It’s safe to say that I’ve been watching sports for a pretty long time. My fandoms ebb and flow, and at various times it’s safe to say that it fluctuates on what sport I am favoriting the most, but when it comes down to it, I have spent an inordinate amount of time in my life watching sports. Baseball, basketball, football and even a little bit of soccer and hockey, I’ve watched enough sports in my life to generally know what I’m talking about, as well as to have seen some things, that only other sports fans of an extended duration really know what I’m talking about.
If there’s one thing that’s been pretty consistent throughout the history of sports, is that whenever a hotshot player arrives at a new level of competition, there’s usually a degree of testing that they go through and endure, be it from their opponents, peers, rivals and even their own teammates, since peers, rivals and teammates aren’t necessarily mutually exclusive.
When Michael Jordan, Peyton Manning and Derek Jeter were drafted and reported to duty in their early years, all of them went through a period of time where they were physically and mentally tested by everyone. In practices, scrimmages or spring trainings, their presence was a threat to veterans on their own teams, and ain’t nobody want to lose their job to any young guns whose ears are still wet from the showers.
Against opponents, they were bullied, fouled, tackled, cheap shot and went to verbal warfare from their opponents, who wanted to see if they could exert some power of intimidation or get inside their heads and throw them off their games.
And they would go through these types of rituals and experiences numerous times throughout their early years, until they earned the general respect of those around them, to which the behaviors would taper off mostly, unless they were weak-willed and demonstrated that they could be rattled.
In other words, everything that Caitlin Clark has been going through since the start of the WNBA season, with the hard fouls, the shit talking, the snipes from opponents in the media; this is not racism, this is not jealousy, this is not any form of discrimination. This is normal, this is ordinary, this is nothing that professional athletes in any sport of any gender have not had to endure themselves at early parts of their careers.
But let’s not tell that to the legions of media and overnight women’s basketball fans who have never been sports fans in their lives until Caitlin Clark had ignited their imaginations, and are up in arms over the supposed rough treatment that she’s getting in the WNBA. It’s partially their fault that they’re so blind to it, because it really hasn’t been since Caitlin Clark that this many people have been interested in the WNBA at all, and for everyone who is now claiming to be fans of women’s hoops, where they fuck were they when Lisa Leslie and Rebecca Lobo were launching the entire league, and when Britney Griner and Sabrina Ionescu were leading the quiet charge of the current generation?

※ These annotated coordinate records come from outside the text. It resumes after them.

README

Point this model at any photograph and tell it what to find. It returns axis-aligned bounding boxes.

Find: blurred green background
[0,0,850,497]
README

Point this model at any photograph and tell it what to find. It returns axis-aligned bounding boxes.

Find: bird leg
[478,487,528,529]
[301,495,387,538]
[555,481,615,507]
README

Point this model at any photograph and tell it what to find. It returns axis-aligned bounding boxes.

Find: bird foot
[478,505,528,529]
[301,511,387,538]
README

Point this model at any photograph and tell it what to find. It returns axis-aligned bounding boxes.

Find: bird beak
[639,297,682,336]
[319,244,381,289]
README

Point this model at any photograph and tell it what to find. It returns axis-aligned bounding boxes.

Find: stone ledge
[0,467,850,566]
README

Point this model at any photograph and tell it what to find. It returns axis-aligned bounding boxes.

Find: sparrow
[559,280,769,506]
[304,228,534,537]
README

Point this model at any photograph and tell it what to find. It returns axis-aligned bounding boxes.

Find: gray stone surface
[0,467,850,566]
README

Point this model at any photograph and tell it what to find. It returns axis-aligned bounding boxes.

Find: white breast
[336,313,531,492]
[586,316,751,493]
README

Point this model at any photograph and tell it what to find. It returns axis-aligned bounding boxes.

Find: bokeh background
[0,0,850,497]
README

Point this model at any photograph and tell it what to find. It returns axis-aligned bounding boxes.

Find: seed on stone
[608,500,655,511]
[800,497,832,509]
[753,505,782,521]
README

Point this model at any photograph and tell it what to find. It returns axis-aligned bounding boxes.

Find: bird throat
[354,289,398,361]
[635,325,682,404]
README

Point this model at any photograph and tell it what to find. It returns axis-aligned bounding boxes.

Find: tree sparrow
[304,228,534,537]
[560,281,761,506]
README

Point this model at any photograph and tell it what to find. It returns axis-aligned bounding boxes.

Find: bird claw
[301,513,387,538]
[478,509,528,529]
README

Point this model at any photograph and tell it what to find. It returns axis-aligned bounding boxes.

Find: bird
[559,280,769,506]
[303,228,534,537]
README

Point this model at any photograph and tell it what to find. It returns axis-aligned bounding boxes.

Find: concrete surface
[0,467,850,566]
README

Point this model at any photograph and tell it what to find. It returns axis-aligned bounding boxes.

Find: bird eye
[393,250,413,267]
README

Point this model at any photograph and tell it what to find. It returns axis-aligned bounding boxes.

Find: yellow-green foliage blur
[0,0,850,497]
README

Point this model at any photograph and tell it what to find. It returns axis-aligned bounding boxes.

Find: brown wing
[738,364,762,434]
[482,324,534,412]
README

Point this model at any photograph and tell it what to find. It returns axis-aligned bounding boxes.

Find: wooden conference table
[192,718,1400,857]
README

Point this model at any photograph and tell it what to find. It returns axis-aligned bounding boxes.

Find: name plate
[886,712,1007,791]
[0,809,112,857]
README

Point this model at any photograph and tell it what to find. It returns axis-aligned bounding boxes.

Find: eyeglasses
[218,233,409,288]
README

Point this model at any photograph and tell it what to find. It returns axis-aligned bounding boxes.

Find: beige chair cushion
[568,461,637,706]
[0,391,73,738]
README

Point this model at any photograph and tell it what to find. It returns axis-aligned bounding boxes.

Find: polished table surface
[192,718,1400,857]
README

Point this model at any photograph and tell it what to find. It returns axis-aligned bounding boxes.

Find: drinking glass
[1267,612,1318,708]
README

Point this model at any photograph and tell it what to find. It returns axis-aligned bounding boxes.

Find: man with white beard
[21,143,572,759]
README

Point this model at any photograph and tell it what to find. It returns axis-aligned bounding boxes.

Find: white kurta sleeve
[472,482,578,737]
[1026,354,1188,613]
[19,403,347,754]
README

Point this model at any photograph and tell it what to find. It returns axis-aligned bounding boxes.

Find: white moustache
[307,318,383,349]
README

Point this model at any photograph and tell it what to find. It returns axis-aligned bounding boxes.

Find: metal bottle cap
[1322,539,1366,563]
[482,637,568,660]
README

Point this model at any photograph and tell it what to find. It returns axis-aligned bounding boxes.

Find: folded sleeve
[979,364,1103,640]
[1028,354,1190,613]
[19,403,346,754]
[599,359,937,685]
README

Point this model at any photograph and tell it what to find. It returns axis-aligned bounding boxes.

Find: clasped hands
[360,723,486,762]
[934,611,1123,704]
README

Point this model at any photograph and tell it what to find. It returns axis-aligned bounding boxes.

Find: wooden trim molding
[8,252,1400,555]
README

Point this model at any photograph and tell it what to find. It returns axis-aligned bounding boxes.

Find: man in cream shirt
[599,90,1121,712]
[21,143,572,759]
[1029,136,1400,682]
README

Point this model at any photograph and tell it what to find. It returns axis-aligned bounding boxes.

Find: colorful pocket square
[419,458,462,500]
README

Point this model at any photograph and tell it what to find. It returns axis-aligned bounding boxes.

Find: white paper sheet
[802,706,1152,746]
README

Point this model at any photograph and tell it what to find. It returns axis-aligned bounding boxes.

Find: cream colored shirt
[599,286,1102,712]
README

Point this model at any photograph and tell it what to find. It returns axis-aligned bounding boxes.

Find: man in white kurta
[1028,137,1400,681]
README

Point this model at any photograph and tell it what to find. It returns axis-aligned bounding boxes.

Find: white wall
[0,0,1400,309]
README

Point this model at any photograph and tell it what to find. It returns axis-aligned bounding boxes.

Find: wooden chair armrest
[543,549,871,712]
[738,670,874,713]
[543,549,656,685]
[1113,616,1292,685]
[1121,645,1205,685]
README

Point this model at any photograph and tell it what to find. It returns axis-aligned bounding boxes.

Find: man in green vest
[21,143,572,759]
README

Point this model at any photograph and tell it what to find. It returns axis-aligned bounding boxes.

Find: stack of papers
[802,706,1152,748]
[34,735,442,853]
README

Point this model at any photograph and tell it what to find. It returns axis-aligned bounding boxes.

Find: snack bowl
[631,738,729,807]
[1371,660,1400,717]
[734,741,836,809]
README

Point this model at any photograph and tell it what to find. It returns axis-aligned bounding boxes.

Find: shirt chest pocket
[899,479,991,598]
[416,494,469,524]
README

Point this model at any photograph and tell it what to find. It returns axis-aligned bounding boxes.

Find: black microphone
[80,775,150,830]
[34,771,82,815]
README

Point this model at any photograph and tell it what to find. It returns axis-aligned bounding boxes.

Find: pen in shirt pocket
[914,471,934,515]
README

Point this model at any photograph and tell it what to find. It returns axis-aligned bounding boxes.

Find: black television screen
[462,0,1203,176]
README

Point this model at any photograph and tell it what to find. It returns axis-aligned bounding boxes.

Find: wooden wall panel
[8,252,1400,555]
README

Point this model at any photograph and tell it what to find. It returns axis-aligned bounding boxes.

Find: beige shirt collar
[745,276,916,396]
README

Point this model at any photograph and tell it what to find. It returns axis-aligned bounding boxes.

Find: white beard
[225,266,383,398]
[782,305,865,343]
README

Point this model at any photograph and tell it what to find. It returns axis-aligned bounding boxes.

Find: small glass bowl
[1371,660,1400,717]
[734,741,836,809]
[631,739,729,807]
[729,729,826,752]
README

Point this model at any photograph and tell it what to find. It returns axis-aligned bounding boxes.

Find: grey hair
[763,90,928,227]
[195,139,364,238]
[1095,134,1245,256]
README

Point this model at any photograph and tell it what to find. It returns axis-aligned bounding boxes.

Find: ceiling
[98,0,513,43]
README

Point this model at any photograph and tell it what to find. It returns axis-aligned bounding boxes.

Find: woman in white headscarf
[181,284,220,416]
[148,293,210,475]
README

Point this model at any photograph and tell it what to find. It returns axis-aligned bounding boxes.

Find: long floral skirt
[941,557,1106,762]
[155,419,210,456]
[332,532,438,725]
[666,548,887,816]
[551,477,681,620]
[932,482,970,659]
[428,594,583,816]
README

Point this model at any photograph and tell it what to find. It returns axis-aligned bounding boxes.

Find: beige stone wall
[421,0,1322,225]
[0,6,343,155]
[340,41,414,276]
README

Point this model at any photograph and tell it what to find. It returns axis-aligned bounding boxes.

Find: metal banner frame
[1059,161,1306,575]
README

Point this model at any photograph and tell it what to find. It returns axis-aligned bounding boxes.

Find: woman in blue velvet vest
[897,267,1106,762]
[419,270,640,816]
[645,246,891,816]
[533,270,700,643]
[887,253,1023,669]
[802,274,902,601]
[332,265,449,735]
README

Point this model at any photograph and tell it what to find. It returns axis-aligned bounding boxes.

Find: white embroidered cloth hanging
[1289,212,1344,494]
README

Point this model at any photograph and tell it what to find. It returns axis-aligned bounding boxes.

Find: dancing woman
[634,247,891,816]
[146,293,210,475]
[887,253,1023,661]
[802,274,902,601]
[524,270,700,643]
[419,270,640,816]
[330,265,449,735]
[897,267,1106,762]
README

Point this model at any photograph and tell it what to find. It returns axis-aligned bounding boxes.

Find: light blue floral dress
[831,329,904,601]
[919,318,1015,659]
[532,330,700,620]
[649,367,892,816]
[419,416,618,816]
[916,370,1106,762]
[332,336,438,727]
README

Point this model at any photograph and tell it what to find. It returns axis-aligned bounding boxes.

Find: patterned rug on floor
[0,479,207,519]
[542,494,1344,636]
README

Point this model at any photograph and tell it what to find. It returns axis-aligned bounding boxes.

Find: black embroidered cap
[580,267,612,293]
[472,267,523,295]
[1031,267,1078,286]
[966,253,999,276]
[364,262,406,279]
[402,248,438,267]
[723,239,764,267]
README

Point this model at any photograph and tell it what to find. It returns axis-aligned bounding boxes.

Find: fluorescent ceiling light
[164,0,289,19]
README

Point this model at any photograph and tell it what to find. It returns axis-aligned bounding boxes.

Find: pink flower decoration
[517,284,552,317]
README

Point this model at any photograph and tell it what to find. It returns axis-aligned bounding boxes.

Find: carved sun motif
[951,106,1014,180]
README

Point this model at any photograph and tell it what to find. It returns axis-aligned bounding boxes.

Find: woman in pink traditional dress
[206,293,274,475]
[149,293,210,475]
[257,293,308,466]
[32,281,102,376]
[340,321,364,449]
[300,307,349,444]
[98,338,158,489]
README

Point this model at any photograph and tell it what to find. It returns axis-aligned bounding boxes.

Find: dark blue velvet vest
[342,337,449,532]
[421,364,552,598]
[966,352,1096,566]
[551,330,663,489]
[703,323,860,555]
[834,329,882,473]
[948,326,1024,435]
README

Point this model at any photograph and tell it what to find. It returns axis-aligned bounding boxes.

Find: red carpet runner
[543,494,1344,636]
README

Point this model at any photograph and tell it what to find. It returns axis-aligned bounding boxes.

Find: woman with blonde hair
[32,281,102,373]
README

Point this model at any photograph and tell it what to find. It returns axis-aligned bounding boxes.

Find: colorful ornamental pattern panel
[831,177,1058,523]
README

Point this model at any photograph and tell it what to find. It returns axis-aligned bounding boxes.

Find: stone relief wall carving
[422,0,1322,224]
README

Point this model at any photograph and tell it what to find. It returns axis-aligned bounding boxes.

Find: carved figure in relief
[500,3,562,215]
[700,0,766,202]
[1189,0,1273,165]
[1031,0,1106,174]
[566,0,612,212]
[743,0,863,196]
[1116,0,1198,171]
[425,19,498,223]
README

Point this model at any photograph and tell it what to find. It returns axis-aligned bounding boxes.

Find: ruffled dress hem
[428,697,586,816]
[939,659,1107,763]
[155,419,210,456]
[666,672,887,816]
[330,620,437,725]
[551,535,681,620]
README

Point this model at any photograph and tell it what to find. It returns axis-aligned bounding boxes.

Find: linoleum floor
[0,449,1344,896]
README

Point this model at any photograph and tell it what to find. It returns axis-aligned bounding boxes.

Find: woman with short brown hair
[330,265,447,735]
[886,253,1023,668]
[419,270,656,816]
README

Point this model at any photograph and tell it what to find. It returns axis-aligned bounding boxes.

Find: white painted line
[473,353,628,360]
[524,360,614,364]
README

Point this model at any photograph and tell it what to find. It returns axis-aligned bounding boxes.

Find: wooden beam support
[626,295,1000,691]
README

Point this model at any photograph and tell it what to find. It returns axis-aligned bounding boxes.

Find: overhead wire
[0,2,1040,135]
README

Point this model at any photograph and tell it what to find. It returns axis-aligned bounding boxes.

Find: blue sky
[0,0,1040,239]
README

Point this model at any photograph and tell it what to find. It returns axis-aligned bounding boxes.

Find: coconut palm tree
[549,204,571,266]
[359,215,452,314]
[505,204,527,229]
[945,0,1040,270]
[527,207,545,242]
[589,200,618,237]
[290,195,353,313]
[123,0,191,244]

Caitlin Clark is undoubtedly the most important player the league has come across in a long time, and this generalization is not lost on all the other girls in the league who have had to deal with the ridicule and general disrespect people have had for the WNBA in all the years prior to the arrival of Clark. It’s natural for them to want to welcome the rookie with some tough love, and size up the nuclear hot shot who’s being unofficially hailed as the flagbearer for the entire gender’s sport, because if she demonstrates any weaknesses, then perhaps she’s not the right person for the job.
The hard fouls and the criticism have nothing to do with racism, and nothing to do with any general discrimination. There may be some jealousy involved, but I can’t blame anyone for being jealous at least a little bit, considering the league has been around for over 20 years, and it wasn’t until Caitlin Clark that people have been taking notice.
And if Caitlin Clark endures the season with a modicum of grace, respect, and an attitude of shut up and play ball, she’s going to be just fine, and the rest of the league will take their foot off the gas at trying to break her for the sake of breaking her, and entrust her with the hope that she can help bring growth and positive change to the league and sport as a whole.
And as for all the normies, welcome to sports. This is nothing out of the ordinary.